Tabitha was a feral kitten found living in Leeds city centre along with her mother and brother and was brought into care in 2003.  She remained a semi-outdoor cat at her foster home but had to be trapped and brought indoors when she stopped eating (November 2014).  A trip to the vets confirmed severe gingivitis/stomatitis although her teeth were still good.  She required two more stressful trips to the vets for anti-inflammatory and antibiotic injections but once these wore off she stopped eating again.  Tabitha was put on steroid tablets which worked fairly well for 18 months although every so often the stomatitis would flare up.  In the summer of 2016 it was recommended by the vet that most of her teeth be removed.  There was an 80% success rate with this procedure, so we decided to take the risk as her stress levels kept rising and her trust diminishing with every trip to the vets for antibiotics and injections.
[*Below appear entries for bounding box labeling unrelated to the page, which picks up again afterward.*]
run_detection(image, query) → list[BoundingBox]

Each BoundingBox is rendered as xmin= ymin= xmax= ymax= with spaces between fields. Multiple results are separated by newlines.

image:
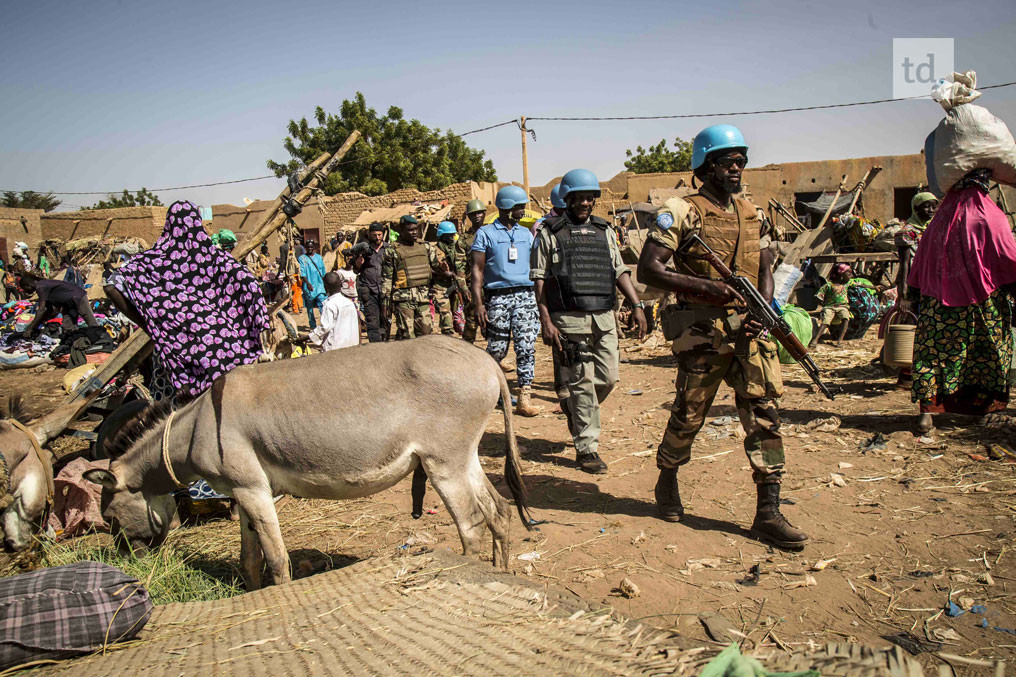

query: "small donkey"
xmin=84 ymin=336 xmax=531 ymax=590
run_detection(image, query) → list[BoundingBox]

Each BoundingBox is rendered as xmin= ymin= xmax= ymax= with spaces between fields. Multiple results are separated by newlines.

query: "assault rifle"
xmin=682 ymin=234 xmax=834 ymax=399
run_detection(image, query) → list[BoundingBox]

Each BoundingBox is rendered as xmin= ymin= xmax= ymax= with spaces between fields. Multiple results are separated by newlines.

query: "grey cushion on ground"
xmin=0 ymin=562 xmax=151 ymax=670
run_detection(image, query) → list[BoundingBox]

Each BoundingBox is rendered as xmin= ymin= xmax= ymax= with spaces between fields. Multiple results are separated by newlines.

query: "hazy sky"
xmin=0 ymin=0 xmax=1016 ymax=208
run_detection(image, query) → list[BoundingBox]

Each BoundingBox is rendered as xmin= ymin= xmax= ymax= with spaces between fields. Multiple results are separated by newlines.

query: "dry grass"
xmin=42 ymin=539 xmax=243 ymax=605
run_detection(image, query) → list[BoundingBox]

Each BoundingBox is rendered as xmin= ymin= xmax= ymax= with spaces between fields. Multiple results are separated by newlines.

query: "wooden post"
xmin=64 ymin=129 xmax=360 ymax=403
xmin=815 ymin=174 xmax=846 ymax=231
xmin=846 ymin=167 xmax=882 ymax=213
xmin=520 ymin=115 xmax=529 ymax=198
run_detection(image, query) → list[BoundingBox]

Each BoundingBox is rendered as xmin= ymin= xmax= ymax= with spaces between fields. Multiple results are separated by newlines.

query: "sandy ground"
xmin=0 ymin=321 xmax=1016 ymax=674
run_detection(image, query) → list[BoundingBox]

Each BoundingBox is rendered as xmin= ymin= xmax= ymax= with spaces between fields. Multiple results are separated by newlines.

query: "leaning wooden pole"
xmin=519 ymin=115 xmax=529 ymax=199
xmin=65 ymin=129 xmax=360 ymax=403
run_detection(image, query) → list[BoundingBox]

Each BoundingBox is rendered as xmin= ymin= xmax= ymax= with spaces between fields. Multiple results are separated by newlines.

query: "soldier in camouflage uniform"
xmin=431 ymin=221 xmax=466 ymax=336
xmin=381 ymin=217 xmax=447 ymax=339
xmin=455 ymin=200 xmax=487 ymax=344
xmin=638 ymin=125 xmax=808 ymax=549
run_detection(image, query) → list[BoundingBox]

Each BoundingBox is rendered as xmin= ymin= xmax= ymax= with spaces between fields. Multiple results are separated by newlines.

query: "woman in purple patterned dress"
xmin=105 ymin=201 xmax=268 ymax=398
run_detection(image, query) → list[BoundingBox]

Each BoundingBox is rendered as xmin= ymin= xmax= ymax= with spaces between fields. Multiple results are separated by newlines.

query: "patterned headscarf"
xmin=117 ymin=201 xmax=268 ymax=396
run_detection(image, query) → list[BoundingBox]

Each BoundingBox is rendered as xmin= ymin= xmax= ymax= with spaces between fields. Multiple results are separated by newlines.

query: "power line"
xmin=9 ymin=80 xmax=1016 ymax=195
xmin=453 ymin=118 xmax=518 ymax=136
xmin=0 ymin=174 xmax=278 ymax=195
xmin=526 ymin=81 xmax=1016 ymax=122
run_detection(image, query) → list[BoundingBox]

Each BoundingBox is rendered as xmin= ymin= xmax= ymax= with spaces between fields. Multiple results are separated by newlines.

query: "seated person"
xmin=809 ymin=263 xmax=853 ymax=348
xmin=21 ymin=272 xmax=99 ymax=331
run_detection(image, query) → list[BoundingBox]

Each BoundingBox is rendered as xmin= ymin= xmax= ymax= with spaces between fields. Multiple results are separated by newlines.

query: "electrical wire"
xmin=526 ymin=81 xmax=1016 ymax=122
xmin=9 ymin=80 xmax=1016 ymax=195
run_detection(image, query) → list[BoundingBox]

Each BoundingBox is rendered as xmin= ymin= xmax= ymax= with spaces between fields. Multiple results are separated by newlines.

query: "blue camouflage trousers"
xmin=487 ymin=287 xmax=539 ymax=387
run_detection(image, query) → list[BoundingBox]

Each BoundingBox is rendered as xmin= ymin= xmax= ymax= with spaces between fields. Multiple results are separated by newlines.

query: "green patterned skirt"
xmin=913 ymin=290 xmax=1013 ymax=416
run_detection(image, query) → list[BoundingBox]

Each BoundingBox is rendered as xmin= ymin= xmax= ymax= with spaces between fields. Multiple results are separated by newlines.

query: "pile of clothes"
xmin=0 ymin=299 xmax=128 ymax=370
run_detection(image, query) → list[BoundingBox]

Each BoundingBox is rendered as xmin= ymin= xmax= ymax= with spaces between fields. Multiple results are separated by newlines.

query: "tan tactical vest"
xmin=681 ymin=193 xmax=762 ymax=287
xmin=394 ymin=242 xmax=430 ymax=289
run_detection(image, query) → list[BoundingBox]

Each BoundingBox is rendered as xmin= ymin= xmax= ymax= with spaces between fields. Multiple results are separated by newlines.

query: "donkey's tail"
xmin=495 ymin=369 xmax=532 ymax=531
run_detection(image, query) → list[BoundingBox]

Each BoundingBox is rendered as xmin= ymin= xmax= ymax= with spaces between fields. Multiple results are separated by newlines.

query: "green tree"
xmin=3 ymin=190 xmax=60 ymax=211
xmin=85 ymin=186 xmax=163 ymax=209
xmin=267 ymin=91 xmax=498 ymax=195
xmin=625 ymin=136 xmax=692 ymax=174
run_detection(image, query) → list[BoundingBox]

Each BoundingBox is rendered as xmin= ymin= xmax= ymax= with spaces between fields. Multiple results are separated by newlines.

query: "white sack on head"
xmin=925 ymin=71 xmax=1016 ymax=194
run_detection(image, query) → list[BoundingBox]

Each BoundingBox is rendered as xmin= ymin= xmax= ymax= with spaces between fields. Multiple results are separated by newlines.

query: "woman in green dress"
xmin=907 ymin=170 xmax=1016 ymax=433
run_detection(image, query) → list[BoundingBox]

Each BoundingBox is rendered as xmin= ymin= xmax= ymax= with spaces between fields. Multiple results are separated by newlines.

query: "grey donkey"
xmin=84 ymin=335 xmax=531 ymax=590
xmin=0 ymin=394 xmax=94 ymax=551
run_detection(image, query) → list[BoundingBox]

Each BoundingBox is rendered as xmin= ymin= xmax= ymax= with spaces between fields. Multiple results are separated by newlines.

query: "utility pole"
xmin=519 ymin=115 xmax=529 ymax=198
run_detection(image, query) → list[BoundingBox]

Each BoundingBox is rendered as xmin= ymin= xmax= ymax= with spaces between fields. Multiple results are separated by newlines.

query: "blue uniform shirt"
xmin=471 ymin=220 xmax=532 ymax=289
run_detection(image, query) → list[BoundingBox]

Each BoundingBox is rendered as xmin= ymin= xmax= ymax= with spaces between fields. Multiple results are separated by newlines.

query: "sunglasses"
xmin=713 ymin=156 xmax=748 ymax=169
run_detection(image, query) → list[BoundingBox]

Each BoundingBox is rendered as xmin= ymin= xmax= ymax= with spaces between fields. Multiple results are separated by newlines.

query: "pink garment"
xmin=906 ymin=188 xmax=1016 ymax=306
xmin=49 ymin=458 xmax=110 ymax=539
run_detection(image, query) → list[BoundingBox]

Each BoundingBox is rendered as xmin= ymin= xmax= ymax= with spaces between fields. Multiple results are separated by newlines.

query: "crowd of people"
xmin=5 ymin=119 xmax=1016 ymax=548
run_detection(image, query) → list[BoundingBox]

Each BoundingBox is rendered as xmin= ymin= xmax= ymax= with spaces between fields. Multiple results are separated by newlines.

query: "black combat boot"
xmin=654 ymin=468 xmax=685 ymax=521
xmin=752 ymin=482 xmax=808 ymax=550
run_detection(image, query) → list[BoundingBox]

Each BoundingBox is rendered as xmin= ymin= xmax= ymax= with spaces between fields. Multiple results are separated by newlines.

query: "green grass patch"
xmin=42 ymin=539 xmax=244 ymax=605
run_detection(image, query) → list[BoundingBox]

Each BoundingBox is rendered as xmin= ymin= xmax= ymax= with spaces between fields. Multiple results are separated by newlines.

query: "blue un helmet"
xmin=551 ymin=183 xmax=568 ymax=209
xmin=494 ymin=186 xmax=529 ymax=209
xmin=692 ymin=125 xmax=748 ymax=170
xmin=558 ymin=170 xmax=599 ymax=200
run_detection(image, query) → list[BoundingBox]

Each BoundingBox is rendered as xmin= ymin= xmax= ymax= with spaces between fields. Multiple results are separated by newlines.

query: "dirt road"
xmin=0 ymin=329 xmax=1016 ymax=665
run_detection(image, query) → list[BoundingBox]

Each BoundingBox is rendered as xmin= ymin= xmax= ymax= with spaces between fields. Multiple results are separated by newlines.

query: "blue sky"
xmin=0 ymin=0 xmax=1016 ymax=208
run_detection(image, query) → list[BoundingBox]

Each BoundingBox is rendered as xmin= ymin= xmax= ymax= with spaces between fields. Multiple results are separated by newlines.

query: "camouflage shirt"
xmin=381 ymin=242 xmax=447 ymax=302
xmin=649 ymin=188 xmax=772 ymax=251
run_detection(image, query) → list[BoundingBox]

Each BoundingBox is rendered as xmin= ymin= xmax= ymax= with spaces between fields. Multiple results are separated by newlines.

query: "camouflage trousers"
xmin=656 ymin=311 xmax=784 ymax=484
xmin=431 ymin=286 xmax=458 ymax=335
xmin=462 ymin=299 xmax=480 ymax=344
xmin=392 ymin=301 xmax=434 ymax=339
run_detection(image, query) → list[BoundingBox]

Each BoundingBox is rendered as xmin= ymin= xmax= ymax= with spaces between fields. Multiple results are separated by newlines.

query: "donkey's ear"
xmin=81 ymin=468 xmax=123 ymax=491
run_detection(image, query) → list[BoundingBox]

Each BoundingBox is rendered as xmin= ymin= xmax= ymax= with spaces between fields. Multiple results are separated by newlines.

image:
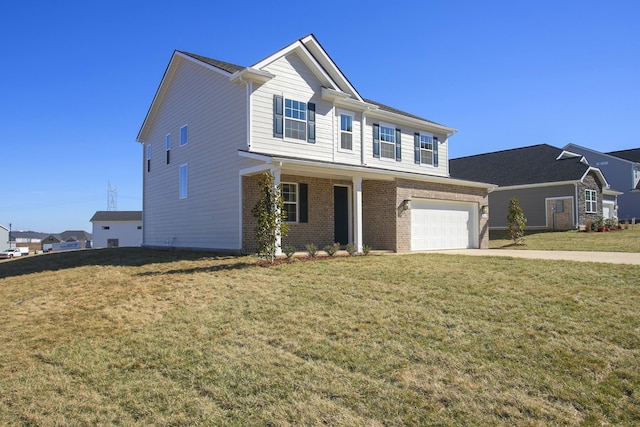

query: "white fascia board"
xmin=229 ymin=67 xmax=275 ymax=83
xmin=136 ymin=51 xmax=184 ymax=142
xmin=368 ymin=108 xmax=458 ymax=136
xmin=580 ymin=166 xmax=609 ymax=188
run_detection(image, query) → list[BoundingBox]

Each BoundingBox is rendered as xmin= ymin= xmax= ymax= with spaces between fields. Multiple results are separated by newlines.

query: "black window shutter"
xmin=273 ymin=95 xmax=282 ymax=138
xmin=373 ymin=124 xmax=380 ymax=157
xmin=298 ymin=184 xmax=309 ymax=222
xmin=433 ymin=136 xmax=438 ymax=166
xmin=307 ymin=102 xmax=316 ymax=143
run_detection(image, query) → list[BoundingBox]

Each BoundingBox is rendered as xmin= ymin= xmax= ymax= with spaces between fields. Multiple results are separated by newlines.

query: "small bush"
xmin=323 ymin=243 xmax=340 ymax=256
xmin=282 ymin=245 xmax=296 ymax=259
xmin=346 ymin=243 xmax=358 ymax=256
xmin=304 ymin=243 xmax=318 ymax=258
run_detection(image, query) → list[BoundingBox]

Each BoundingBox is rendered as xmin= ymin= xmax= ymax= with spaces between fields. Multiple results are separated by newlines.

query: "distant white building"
xmin=0 ymin=225 xmax=9 ymax=252
xmin=91 ymin=211 xmax=142 ymax=248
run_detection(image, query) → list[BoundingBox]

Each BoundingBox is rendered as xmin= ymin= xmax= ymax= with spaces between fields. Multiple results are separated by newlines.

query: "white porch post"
xmin=353 ymin=176 xmax=362 ymax=252
xmin=271 ymin=168 xmax=282 ymax=256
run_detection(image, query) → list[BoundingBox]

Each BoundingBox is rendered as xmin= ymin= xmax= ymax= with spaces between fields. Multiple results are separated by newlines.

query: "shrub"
xmin=304 ymin=243 xmax=318 ymax=258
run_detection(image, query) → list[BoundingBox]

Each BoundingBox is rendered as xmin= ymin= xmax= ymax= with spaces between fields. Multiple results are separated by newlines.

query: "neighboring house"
xmin=564 ymin=144 xmax=640 ymax=222
xmin=0 ymin=224 xmax=11 ymax=252
xmin=137 ymin=35 xmax=492 ymax=253
xmin=90 ymin=211 xmax=142 ymax=248
xmin=41 ymin=230 xmax=92 ymax=251
xmin=449 ymin=144 xmax=620 ymax=230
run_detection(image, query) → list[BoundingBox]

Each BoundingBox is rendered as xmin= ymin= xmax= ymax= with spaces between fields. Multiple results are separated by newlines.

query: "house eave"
xmin=238 ymin=151 xmax=497 ymax=192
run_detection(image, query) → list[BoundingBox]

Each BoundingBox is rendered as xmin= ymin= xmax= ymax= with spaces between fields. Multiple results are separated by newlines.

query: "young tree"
xmin=252 ymin=172 xmax=289 ymax=262
xmin=507 ymin=198 xmax=527 ymax=244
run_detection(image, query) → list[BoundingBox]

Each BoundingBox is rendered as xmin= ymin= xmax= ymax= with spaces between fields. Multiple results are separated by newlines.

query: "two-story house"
xmin=137 ymin=35 xmax=492 ymax=253
xmin=564 ymin=144 xmax=640 ymax=221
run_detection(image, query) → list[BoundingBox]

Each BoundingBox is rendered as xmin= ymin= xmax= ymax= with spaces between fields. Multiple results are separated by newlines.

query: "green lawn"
xmin=489 ymin=225 xmax=640 ymax=252
xmin=0 ymin=248 xmax=640 ymax=426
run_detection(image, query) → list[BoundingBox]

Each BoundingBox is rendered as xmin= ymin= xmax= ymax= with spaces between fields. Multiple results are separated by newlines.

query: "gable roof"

It was a difficult decision as her teeth were actually healthy, but we followed the vet's advice.  All but her canine and incisors were removed and after a traumatic few weeks of healing and regaining her trust, things settled down.  NowTabitha has no need for steroids and enjoys eating both wet and dry food.  She remains an indoor cat by choice, no longer wanting to go outside through the catflap, and although very nervous is still affectionate when we sit quietly with her. 

Marble and Pebble - long-term sponsored cats

April 2013:  Two stray cats were hanging around a house and needed help.  Pebble was found to have old fractures at the top of both his back legs. This came to light when he jumped down from a surface badly and re-broke one of the fractures.  He had x-rays and the old wounds were found.  Once in our care he had two operations to remove the heads of the broken femurs (thigh bones).  He is now pain free and his mobility has improved.  

These two cats are now going to remain with their fosterers and be supported long-term by Feral Cat Welfare as Pebble's legs will need monitoring and he is still timid. His brother, although problem-free, is his closest companion as you can see from the photo above, so we're not going to split them. Pebble has had a rough time over the past two years and now that he has become used to his foster home and is recovering from the two operations to his back legs we have decided it would be cruel to move him again.  We will continue to support their veterinary treatment but their fosterers have kindly agreed to pay for their catlitter and food.


Derek - long-term sponsor cat


Derek is one of several cats living in a colony that has been funded (neutering and food) by FCW for some time.  It was discovered in 2017 that one of the cats that had become tamer was suffering with diabetes.  Luckily he is able to be injected with insulin when eating twice a day and has remained stable.  Because of this we are continuing to fund his medication for as long as we can as he is living a good quality of life.